You stare at a screen in your home or in your hand. You own it; it is passive and glows — all things that seem to promise safety and a bounded space. But the feeling of sending an e-mail or text or instant message is at odds with its reality. You feel in a zone that is private and ephemeral. But the Internet is public and forever. This is the disconnect of Internet communication. It begins to explain why people, sophisticated people, continue to send damaging e-mails and text messages that document them breaking the law and betraying their families. These make the headlines. Other consequences of the disconnect show up in the inner life of the generation that has grown up with always-on/always-on-you connectivity. The disconnect shapes their psychological and political sensibility.
Dawn, eighteen, "scrubs" her Facebook pages just before she receives her college acceptance letters. She says, "I didn't want stories and pictures about high school parties and boys out there. I want a fresh start." But she could only delete so much. Her friends have pictures of her on their pages and messages from her on their walls. All of these will remain. And on the Internet, the worlds "delete" and "erase" are metaphorical; files, photographs, mail, and search history are only deleted from your sight. All of this upsets Dawn. She says, "It's like somebody is about to find a horrible secret that I didn't know I left someplace."
The psychologist and psychoanalyst Erik Erikson argued that adolescents needed an experience of "moratorium," a time and space for relatively consequence-free experimentation. They need to fall in and out of love with people and ideas. I have argued that the Internet provides such spaces and is thus a rich ground for working through identity. But over time, it has become clear that the idea of the moratorium space does not easily mesh with a life that generates its own electronic shadow. Over time, many find a way to ignore or deny the shadow. For teenagers, the need for a moratorium space is so compelling that they will recreate it as fiction. And indeed, leaving an electronic trace can come to seem so natural that the shadow seems to disappear. We want to forget that we have become the instruments of our own surveillance.
In the spirit of keeping the shadow at a distance, some work at staying uninformed. Julia, eighteen, says "I've heard that school authorities and local police can get into your Facebook," but doesn't want to know the details. "I live on Facebook" she explains, and "I don't want to be upset." A seventeen-year-old girl thinks that Facebook "can see everything," but even though "you can try to get Facebook to change things," it is really out of her hands. She sums up: "That's just the way it is." A sixteen-year-old girl says that even without privacy, she feels safe because "No one would care about my little life." For all the talk of a generation empowered by the Net, the question of online privacy brings out claims of intentionally vague understandings and protests of impotence. This is a life of resignation: teens are sure that at some point their privacy will be invaded, but that this is the course of doing business in their world.

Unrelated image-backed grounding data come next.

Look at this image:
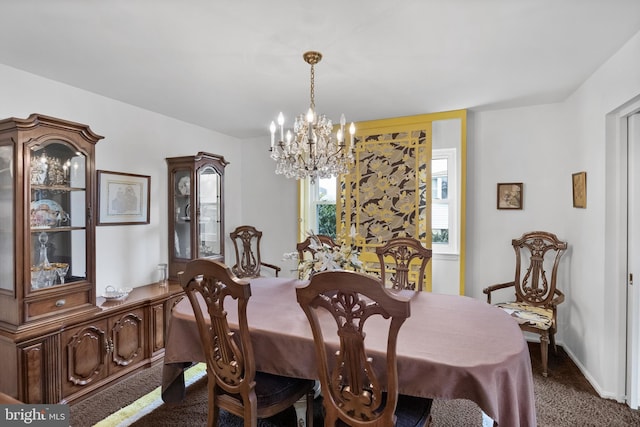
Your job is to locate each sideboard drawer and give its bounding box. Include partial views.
[26,291,91,320]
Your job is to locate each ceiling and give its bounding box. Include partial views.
[1,1,640,139]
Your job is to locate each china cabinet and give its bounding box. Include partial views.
[0,114,103,326]
[166,152,228,279]
[0,114,184,404]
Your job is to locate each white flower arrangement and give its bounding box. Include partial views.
[296,232,364,280]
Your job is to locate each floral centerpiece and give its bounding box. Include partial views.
[294,231,364,280]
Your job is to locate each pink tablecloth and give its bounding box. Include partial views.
[163,277,536,426]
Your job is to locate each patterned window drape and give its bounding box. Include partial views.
[339,118,433,290]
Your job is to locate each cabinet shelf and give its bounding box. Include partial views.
[31,185,85,192]
[31,226,86,233]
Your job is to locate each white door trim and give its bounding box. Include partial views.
[627,112,640,408]
[606,96,640,405]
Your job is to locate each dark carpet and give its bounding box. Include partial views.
[70,343,640,426]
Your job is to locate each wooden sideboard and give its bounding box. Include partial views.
[0,282,184,404]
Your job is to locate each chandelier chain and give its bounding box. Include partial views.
[309,64,315,111]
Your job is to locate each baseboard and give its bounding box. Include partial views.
[526,337,625,403]
[559,343,625,402]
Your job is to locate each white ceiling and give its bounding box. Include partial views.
[1,0,640,139]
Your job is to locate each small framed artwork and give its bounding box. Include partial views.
[572,171,587,208]
[497,182,523,210]
[97,170,150,225]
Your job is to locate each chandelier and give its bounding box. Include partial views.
[269,51,355,183]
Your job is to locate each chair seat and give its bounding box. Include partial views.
[395,394,433,427]
[253,372,315,408]
[335,394,432,427]
[496,302,553,330]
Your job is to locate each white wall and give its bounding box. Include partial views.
[466,102,570,299]
[564,29,640,398]
[239,136,299,277]
[0,64,243,297]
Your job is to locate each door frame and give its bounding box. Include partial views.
[626,110,640,408]
[608,96,640,407]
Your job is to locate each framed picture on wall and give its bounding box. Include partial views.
[497,182,523,210]
[97,170,150,225]
[572,171,587,208]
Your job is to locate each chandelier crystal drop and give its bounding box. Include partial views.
[270,51,355,183]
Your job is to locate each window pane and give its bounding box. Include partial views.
[432,155,449,244]
[318,177,336,202]
[316,204,336,238]
[432,158,448,200]
[432,203,449,244]
[432,229,449,244]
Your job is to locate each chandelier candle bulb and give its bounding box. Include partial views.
[269,121,276,148]
[350,122,356,150]
[277,112,284,141]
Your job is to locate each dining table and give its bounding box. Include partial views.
[161,276,536,426]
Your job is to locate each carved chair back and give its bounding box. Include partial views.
[180,258,312,425]
[230,225,262,278]
[512,231,568,307]
[230,225,279,278]
[375,237,432,292]
[179,259,256,418]
[296,270,410,426]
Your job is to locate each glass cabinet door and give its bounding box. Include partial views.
[0,145,13,291]
[197,166,220,257]
[29,141,87,291]
[172,168,192,260]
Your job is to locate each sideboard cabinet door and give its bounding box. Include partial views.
[61,320,110,398]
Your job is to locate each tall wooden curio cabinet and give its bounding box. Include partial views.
[166,152,228,279]
[0,114,103,327]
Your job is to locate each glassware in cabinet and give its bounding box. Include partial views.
[29,142,88,290]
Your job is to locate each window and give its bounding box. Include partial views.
[301,177,337,239]
[431,148,457,254]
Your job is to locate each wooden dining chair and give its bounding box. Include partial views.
[296,270,432,427]
[375,237,432,292]
[179,259,314,427]
[229,225,281,278]
[296,234,339,260]
[483,231,568,377]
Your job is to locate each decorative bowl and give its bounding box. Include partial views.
[103,285,132,300]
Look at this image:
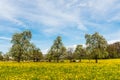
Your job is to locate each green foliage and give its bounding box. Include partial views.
[3,53,10,61]
[66,48,74,62]
[10,30,32,62]
[29,44,43,62]
[85,32,108,63]
[107,42,120,58]
[45,52,53,62]
[47,36,66,62]
[74,45,86,62]
[0,52,3,61]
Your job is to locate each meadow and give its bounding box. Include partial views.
[0,59,120,80]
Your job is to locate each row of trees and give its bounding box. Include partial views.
[0,30,120,63]
[45,32,108,63]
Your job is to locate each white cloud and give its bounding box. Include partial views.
[88,0,120,21]
[0,37,11,41]
[41,49,49,54]
[66,45,77,51]
[0,0,27,27]
[21,0,87,31]
[0,0,119,32]
[0,0,119,29]
[0,0,120,53]
[108,40,120,44]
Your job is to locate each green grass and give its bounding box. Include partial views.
[0,59,120,80]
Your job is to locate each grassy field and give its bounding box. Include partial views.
[0,59,120,80]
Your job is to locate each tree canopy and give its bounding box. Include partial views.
[48,36,66,62]
[85,32,108,63]
[74,45,86,62]
[10,30,32,62]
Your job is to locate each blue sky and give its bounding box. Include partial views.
[0,0,120,54]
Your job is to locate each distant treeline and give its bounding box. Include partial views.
[0,30,120,63]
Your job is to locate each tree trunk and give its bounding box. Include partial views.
[33,58,35,62]
[80,58,81,62]
[48,59,51,62]
[56,57,59,63]
[17,56,20,62]
[17,50,22,62]
[95,58,98,63]
[95,55,98,63]
[36,58,39,62]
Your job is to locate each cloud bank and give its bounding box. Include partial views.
[0,0,120,53]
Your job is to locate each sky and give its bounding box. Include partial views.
[0,0,120,54]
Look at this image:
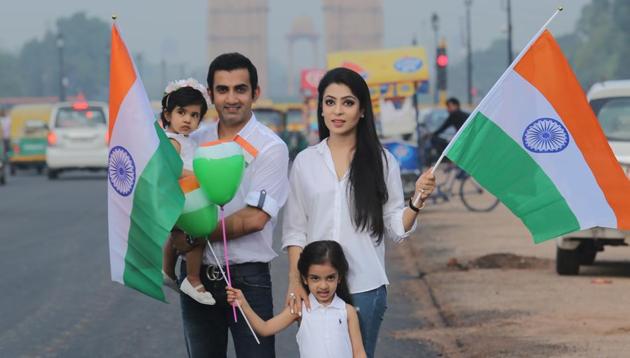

I grew up with my grandparents who were frightened by the McCarthy era. A government that spied on its citizens; this is what their families had fled. In Eastern Europe, my grandmother explained, you assumed that other people read your mail. This never led to good. When someone knows everything, everyone can be turned into an informer. She was proud to be in America where things were different. Every morning, we went together to the mailboxes of our apartment building. And many days, she would tell me as if it had never come up before, "In America, no one can look at your mail. It's a federal offense. That's the beauty of this country." For me, and from the earliest age, this civics lessons at the mailbox joined together privacy and civil liberties. I think of how different things are for today's teenagers who accommodate to the idea that their e-mail might be scanned by school authorities and that their online identities might be tampered with. Not a few sum up their position on all of this by saying in one way or another: "The way to deal is to just be good."
But sometimes a citizenry should not "be good." You have to leave room for this, space for dissent, real dissent. You need to leave technical space (a sacrosanct mailbox) and mental space. The two are intertwined. We make our technologies and they, in turn, make and shape us. My grandmother made me an American citizen and a civil libertarian in front of a row of mailboxes in Brooklyn. I am not sure what to tell and 18-year-old who thinks that Loopt (the application that uses the GPS capability of the iPhone to show you where your friends are) seems creepy but notes that it would be hard to keep it off her phone if all her friends had it. "They would think I had something to hide."
In democracy, perhaps we all need to begin with the assumption that everyone has something to hide, a zone of private action and reflection, a zone that needs to be protected. Life with an electronic shadow provokes anxieties that lead today's teenagers to look toward a past they never knew. This nostalgia of the young looks forward because it may remind us of things that are worth protecting. So, for example, teens talk longingly about the "full attention" that is implicit when someone sends you a letter or meets with you in a face-to-face meeting. And poignantly, they talk about seeking out a pay phone when they really want to have a private conversation.
The Internet teaches us to rethink nostalgia and give it a good name. I learned to be a citizen at the Brooklyn mailboxes. To me, opening up a conversation about rethinking the Net, privacy, and civil society is not backward-looking nostalgia or Luddite in the least. It seems like part of a healthy process of democracy defining its sacred spaces.